Skaters in the mid-70s adopted us, and I thank them still four decades later, because they gave us meaning. (Stevie Van Doren)

By the 1970s, with the Z-boys ascendant, Stevie persuaded his dad to give skateboarders free shoes to promote the Vans brand. The shoes evolved with the sport. Renowned skateboarder Tony Alva begged Van’s salespeople to sell one shoe at a time, because skateboarders wear out their rear foot’s shoe faster. The company’s willingness to sell single shoes in different sizes led podiatrists to recommend them to their patients.

Stevie became a skateboarding enthusiast and drove kids to events all over Orange County. Then surfers adopted Vans. In 1977, Van Doren added the iconic “jazz stripe” to the “Old Skool” model, and it became Vans’ signature. 

Dangerous Expansion

After 25 years, Paul’s marriage to his wife Dolly ended in 1973. Eight years later, he remarried and retired to pursue his lifelong passion for horse racing. He designated Jimmy to run the company, but soon discovered that had been a big mistake.

The gist is this: with success comes reputation, and with hardship comes character.

In 1982, Vans achieved worldwide visibility when actor Sean Penn wore its black-and-white checked slip-on in the movie Fast Times at Ridgemont High. Sales exploded. Vans expanded into outlets and department stores, and the company’s value doubled.

Jimmy spent money recklessly on advertising, on himself and on expanding the brand to include styles for many sports. Unlike Paul, Jimmy accumulated debt and drove the company to near-bankruptcy. In 1984, Paul came out of retirement to rebuild the company. He vowed to pay off the $12 million in corporate debt Jimmy had accrued. In three years, Vans was solvent again.

Revitalized Vans

In 1987, after saving the company, Paul sold Vans to a conglomerate for $75 million. When the corporation’s board refused to acknowledge his concerns about diluting the brand, he resigned. 

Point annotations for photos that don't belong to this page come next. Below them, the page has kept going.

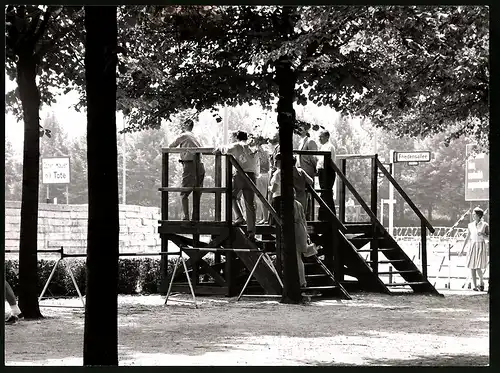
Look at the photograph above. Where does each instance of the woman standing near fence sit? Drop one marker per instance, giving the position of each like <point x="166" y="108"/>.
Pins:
<point x="477" y="257"/>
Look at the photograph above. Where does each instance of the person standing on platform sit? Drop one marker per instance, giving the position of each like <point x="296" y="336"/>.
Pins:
<point x="274" y="142"/>
<point x="15" y="312"/>
<point x="300" y="181"/>
<point x="301" y="237"/>
<point x="275" y="185"/>
<point x="262" y="181"/>
<point x="307" y="162"/>
<point x="193" y="170"/>
<point x="477" y="256"/>
<point x="326" y="175"/>
<point x="247" y="159"/>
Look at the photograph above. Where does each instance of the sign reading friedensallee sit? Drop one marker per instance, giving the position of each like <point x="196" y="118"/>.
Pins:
<point x="477" y="175"/>
<point x="55" y="170"/>
<point x="423" y="156"/>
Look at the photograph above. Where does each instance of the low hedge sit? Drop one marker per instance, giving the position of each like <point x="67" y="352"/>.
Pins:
<point x="135" y="276"/>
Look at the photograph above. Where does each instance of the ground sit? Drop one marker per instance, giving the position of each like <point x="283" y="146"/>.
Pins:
<point x="370" y="329"/>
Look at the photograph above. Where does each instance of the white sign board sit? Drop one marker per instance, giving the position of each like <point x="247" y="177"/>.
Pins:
<point x="477" y="176"/>
<point x="424" y="156"/>
<point x="55" y="170"/>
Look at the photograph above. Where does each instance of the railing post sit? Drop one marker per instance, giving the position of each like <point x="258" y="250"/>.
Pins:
<point x="375" y="230"/>
<point x="164" y="216"/>
<point x="228" y="269"/>
<point x="343" y="168"/>
<point x="423" y="237"/>
<point x="196" y="194"/>
<point x="374" y="182"/>
<point x="218" y="196"/>
<point x="218" y="184"/>
<point x="196" y="217"/>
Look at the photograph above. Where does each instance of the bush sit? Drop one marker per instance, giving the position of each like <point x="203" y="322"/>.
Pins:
<point x="138" y="275"/>
<point x="150" y="276"/>
<point x="12" y="274"/>
<point x="79" y="269"/>
<point x="128" y="276"/>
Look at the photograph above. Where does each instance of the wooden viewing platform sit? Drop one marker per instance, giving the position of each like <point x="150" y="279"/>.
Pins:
<point x="233" y="256"/>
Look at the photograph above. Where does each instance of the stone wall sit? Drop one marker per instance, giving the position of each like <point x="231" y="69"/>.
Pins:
<point x="66" y="225"/>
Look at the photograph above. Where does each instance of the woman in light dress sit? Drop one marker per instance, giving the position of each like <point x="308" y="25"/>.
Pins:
<point x="477" y="257"/>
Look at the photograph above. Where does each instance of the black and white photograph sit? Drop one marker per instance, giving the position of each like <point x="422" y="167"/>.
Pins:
<point x="247" y="185"/>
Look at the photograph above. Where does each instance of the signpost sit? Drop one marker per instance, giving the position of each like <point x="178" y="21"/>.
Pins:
<point x="477" y="175"/>
<point x="411" y="159"/>
<point x="56" y="170"/>
<point x="417" y="156"/>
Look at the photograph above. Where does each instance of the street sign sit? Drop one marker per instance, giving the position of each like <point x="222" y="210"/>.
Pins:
<point x="477" y="176"/>
<point x="422" y="156"/>
<point x="387" y="167"/>
<point x="55" y="170"/>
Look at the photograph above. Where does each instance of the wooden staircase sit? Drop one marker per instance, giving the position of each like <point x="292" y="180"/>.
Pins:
<point x="366" y="252"/>
<point x="395" y="263"/>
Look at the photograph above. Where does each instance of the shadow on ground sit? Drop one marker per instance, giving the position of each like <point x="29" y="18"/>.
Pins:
<point x="455" y="360"/>
<point x="146" y="326"/>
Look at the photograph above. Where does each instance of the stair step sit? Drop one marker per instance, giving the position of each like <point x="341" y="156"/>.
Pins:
<point x="329" y="287"/>
<point x="368" y="250"/>
<point x="406" y="283"/>
<point x="387" y="261"/>
<point x="395" y="272"/>
<point x="365" y="238"/>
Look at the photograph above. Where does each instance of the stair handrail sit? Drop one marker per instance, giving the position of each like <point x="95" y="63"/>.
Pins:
<point x="356" y="195"/>
<point x="254" y="188"/>
<point x="403" y="194"/>
<point x="323" y="204"/>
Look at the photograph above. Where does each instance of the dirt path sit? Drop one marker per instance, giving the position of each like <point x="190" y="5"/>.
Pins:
<point x="371" y="329"/>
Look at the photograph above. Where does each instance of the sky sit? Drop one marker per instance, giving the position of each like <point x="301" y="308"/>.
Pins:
<point x="74" y="122"/>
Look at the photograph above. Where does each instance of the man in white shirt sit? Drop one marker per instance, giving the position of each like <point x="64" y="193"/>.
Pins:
<point x="247" y="158"/>
<point x="262" y="180"/>
<point x="307" y="162"/>
<point x="193" y="170"/>
<point x="326" y="174"/>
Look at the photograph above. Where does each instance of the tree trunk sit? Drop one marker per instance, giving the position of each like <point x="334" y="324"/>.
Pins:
<point x="28" y="276"/>
<point x="286" y="78"/>
<point x="101" y="310"/>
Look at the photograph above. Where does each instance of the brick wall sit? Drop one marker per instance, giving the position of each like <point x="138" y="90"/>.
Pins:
<point x="66" y="225"/>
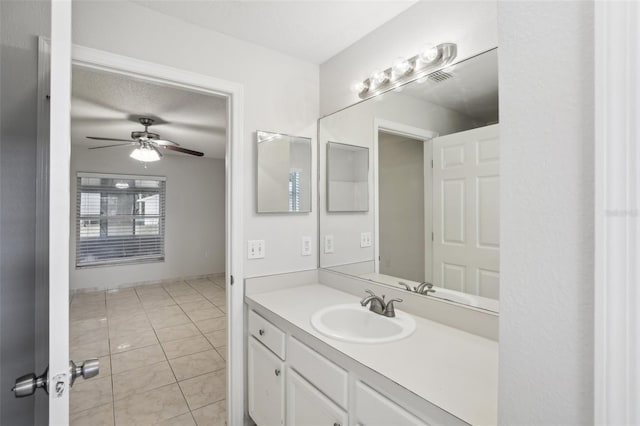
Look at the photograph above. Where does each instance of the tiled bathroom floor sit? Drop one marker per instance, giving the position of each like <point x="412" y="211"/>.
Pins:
<point x="162" y="354"/>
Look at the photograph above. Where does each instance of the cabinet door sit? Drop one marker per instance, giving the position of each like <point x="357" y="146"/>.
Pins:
<point x="375" y="409"/>
<point x="307" y="406"/>
<point x="265" y="385"/>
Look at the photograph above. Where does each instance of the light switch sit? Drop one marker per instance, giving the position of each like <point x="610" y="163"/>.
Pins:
<point x="328" y="243"/>
<point x="365" y="239"/>
<point x="306" y="246"/>
<point x="255" y="249"/>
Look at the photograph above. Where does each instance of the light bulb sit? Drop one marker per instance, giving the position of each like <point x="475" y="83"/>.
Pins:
<point x="378" y="78"/>
<point x="401" y="67"/>
<point x="359" y="87"/>
<point x="428" y="53"/>
<point x="145" y="154"/>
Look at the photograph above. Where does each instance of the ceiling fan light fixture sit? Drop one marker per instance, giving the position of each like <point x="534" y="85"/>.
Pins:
<point x="145" y="154"/>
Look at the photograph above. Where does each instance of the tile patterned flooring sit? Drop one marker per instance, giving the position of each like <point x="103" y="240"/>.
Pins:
<point x="162" y="354"/>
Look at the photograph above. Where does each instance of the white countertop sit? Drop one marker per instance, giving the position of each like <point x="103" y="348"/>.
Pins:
<point x="442" y="293"/>
<point x="454" y="370"/>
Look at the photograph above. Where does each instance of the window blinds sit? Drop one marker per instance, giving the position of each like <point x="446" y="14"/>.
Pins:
<point x="119" y="219"/>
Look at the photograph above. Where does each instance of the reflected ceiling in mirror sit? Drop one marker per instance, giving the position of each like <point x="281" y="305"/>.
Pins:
<point x="433" y="208"/>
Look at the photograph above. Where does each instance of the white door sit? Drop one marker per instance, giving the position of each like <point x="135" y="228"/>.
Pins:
<point x="59" y="206"/>
<point x="466" y="179"/>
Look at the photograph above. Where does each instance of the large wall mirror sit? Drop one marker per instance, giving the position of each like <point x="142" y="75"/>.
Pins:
<point x="284" y="173"/>
<point x="432" y="221"/>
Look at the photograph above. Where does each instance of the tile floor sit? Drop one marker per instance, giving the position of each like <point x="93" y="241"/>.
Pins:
<point x="162" y="354"/>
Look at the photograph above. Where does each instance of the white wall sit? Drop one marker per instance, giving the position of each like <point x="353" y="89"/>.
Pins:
<point x="194" y="217"/>
<point x="547" y="198"/>
<point x="281" y="95"/>
<point x="471" y="24"/>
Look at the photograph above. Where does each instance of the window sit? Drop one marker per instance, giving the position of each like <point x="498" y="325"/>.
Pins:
<point x="119" y="219"/>
<point x="294" y="190"/>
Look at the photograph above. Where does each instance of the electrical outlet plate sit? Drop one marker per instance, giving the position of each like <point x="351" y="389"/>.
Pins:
<point x="328" y="243"/>
<point x="255" y="249"/>
<point x="365" y="239"/>
<point x="306" y="246"/>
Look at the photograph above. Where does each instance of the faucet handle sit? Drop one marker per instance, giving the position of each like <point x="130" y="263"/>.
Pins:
<point x="389" y="309"/>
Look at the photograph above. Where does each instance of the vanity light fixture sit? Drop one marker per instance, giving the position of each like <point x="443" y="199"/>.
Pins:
<point x="403" y="70"/>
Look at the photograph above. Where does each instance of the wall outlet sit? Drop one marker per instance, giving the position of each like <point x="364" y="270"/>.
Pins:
<point x="328" y="243"/>
<point x="306" y="246"/>
<point x="365" y="239"/>
<point x="255" y="249"/>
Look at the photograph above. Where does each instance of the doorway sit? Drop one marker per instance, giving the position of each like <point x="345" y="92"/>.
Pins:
<point x="210" y="288"/>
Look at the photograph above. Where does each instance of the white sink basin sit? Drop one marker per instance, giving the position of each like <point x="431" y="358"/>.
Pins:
<point x="355" y="323"/>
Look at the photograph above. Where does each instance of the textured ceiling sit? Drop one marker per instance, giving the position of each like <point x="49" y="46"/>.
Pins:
<point x="108" y="105"/>
<point x="313" y="31"/>
<point x="472" y="90"/>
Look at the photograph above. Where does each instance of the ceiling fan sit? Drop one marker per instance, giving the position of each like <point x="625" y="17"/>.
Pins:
<point x="148" y="143"/>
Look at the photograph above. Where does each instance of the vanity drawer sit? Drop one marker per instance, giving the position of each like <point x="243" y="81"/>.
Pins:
<point x="267" y="333"/>
<point x="322" y="373"/>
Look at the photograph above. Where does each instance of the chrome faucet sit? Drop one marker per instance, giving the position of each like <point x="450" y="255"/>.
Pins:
<point x="424" y="288"/>
<point x="405" y="285"/>
<point x="378" y="305"/>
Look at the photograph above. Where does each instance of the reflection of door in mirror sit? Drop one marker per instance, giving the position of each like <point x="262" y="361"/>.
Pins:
<point x="439" y="220"/>
<point x="466" y="222"/>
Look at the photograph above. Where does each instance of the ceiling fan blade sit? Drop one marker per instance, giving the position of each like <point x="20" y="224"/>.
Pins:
<point x="109" y="139"/>
<point x="109" y="146"/>
<point x="164" y="142"/>
<point x="184" y="150"/>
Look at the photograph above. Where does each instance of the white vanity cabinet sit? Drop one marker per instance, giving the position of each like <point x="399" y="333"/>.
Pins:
<point x="292" y="384"/>
<point x="266" y="370"/>
<point x="265" y="385"/>
<point x="307" y="406"/>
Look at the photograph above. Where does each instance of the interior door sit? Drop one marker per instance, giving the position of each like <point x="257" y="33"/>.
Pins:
<point x="59" y="207"/>
<point x="466" y="179"/>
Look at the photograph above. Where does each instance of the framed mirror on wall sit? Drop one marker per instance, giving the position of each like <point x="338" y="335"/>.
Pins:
<point x="433" y="214"/>
<point x="347" y="178"/>
<point x="284" y="173"/>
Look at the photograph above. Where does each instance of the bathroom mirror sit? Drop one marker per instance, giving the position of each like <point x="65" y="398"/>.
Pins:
<point x="433" y="214"/>
<point x="284" y="173"/>
<point x="347" y="178"/>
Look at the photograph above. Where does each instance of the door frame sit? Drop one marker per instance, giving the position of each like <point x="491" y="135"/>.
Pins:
<point x="617" y="219"/>
<point x="412" y="132"/>
<point x="98" y="60"/>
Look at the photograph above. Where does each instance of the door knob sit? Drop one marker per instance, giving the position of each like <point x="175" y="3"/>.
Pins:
<point x="88" y="369"/>
<point x="26" y="385"/>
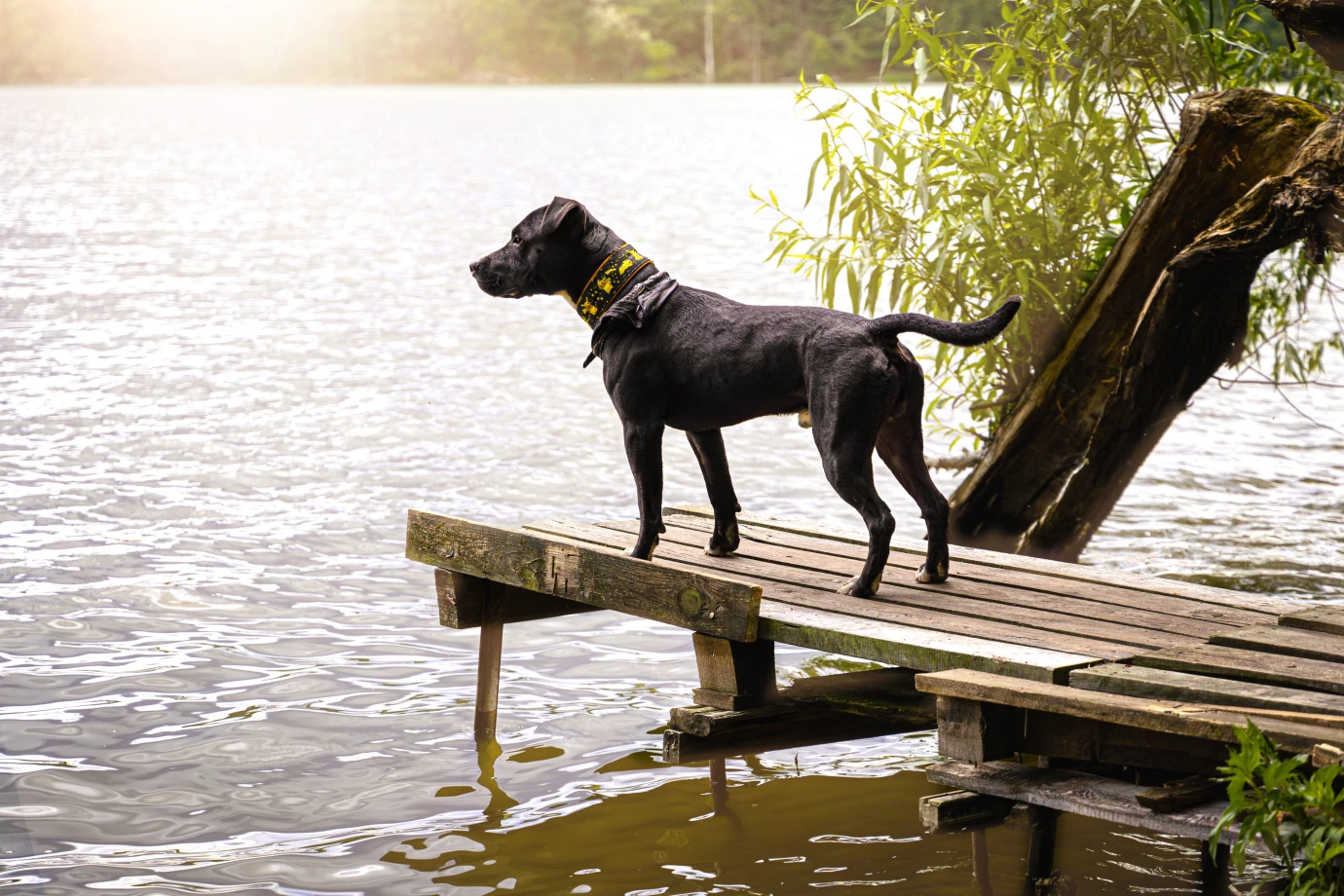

Meanwhile, Stevie never stopped connecting to skaters and surfers. In 1994, he founded the Vans Warped Tour, which combined skater culture and music. In its 25-year history, the Warped Tour launched Katy Perry, Green Day, Ice-T and Eminem, among other musicians. It represented everything Stevie believed Vans stood for: affordability, accessibility, resilience and character.

More than anyone else on the planet, myself included, Stevie embodies the spirit, the voice, and the face of Vans’ culture — the expression of its DNA.

By the late 1990s, Vans had lost market share to cheaper competitors. Stevie convinced the company to bring back its “Old Skool” models and checker-board slip-ons. By 2000, Vans had, once again, become a cool brand. In 2004, the VF Corporation fashion conglomerate bought Vans for $400 million, and once again offered customized shoes, as Paul had done in the 1960s. Today, Vans has 18 million Instagram followers because – as Van Doren wrote – the company stayed true to his creed of being authentic and keeping it simple.

Likable Storytelling

Paul Van Doren was a great storyteller, unashamed and at times shameless. He clearly lacked the protective instincts of most CEO memoirists. Writing with a refined, sometimes bitter, sense of humor, he did not shy away from revealing his hard-nosed perceptions and unshakeable faith in his own judgment. Van Doren’s authorial voice is flat-out likable; you will exult in his triumphs and seek his enemies’ downfall. Startup CEOS, especially, and business students will revel in his timeless tactics and his fervent belief in the power of branding. He also offers priceless lessons in building and sustaining a distinctive commercial vision.